Tous les échecs des grandes puissances à imposer leur vision de la démocratie partout où elles mirent en œuvre leur interventionnisme, du Kosovo à l’Afghanistan en passant par l’Irak, devraient inciter aujourd’hui à réintroduire la sociologie, estime Badie. C'est-à-dire non seulement en intégrant aux appareils diplomatiques étatiques la dimension du marché et de l’individu (à travers par exemples les services économiques des ambassades), mais aussi en prenant en compte les sociétés dans leur singularité, leur manière de définir leur contrat social. Il ne faut plus considérer les revendications ou les violences des sociétés comme des pathologies liées à des phases de transition dans un schéma « développementaliste » qui conduit nécessairement à une démocratie pacifiée, mais voir de quelle manière les élites d’un pays peuvent ou non avoir intérêt à la concurrence des partis politiques, au pluralisme, et créer des incitations dans ce sens (en substituant notamment un effort de « démocratisation » à la rhétorique du regime change appliquée par les néo-conservateurs états-uniens). La thèse de l’ouvrage s’appuie notamment sur une critique sévère (et contestable) de la prégnance des logiques de puissance dans le multilatéralisme onusien, ainsi que des ambiguïtés des intégrations régionales, et valorise concurremment (parfois en faisant passer pour neuf ce qui ne l’est pas tant) les forces émergeantes de dissolution des souverainetés.

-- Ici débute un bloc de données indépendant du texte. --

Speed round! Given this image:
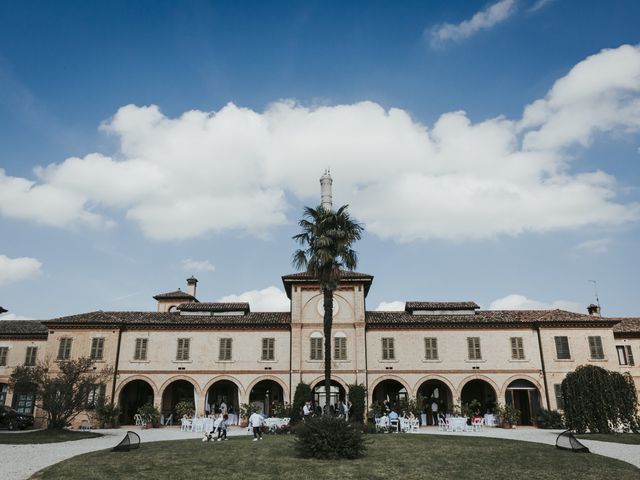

Le livre de Bertrand Badie se présente ainsi comme une boîte à outils, peut-être même comme un pharmakon (au double sens indécidable de ce terme) pour des gouvernants de pays riches passablement déçus par l’échec des politiques occidentales des quinze dernières années. L’idée fondamentale du livre : mobiliser la sociologie au secours de la science politique, est en soi pertinente et bien argumentée. Mais la sociologie dont il s’agit ici est très « typée » dans le champ des sciences humaines : c’est une approche fonctionnaliste, qui part de totalités sociétales auxquelles les acteurs sociaux sont censés « s’intégrer » (Bertrand Badie s’essaie même à transposer les catégories de Robert K. Merton aux comportements des Etats) et qui s’apparente davantage à une ingénierie sociale qu’à une étude objective globale des stratégies des individus et des groupes sur la scène internationale (laquelle fait encore cruellement défaut à la sociologie de notre temps). L’absence de neutralité axiologique se révèle notamment dans le dernier chapitre (« Diplomatie contestataire, diplomatie déviante ») qui constitue en fait une dénonciation de l’usage de la communication sociale par des gouvernements anti-systémiques comme celui du Venezuela et de l’Iran, taxés de « populisme ». Pour Bertrand Badie, la « prolifération des jeux contestataires » figure au nombre des « effets de pathologie sociale » qui justifient, en réponse, la mobilisation d’ « une diplomatie sociale constituée » (p. 274). D’une certaine façon, le livre s’inscrit ainsi dans le prolongement d’une tradition académique qui eut ses heures de gloire dans l’immédiat après-guerre face au « péril rouge » : il s’agit toujours de trouver dans l’espace social de nouvelles clés d’adhésion à un ordre mondial qui fuit de toutes parts.
A cet égard il est symptomatique des inquiétudes actuelles de certains groupes (qui symétriquement fondent les espoirs de leurs adversaires).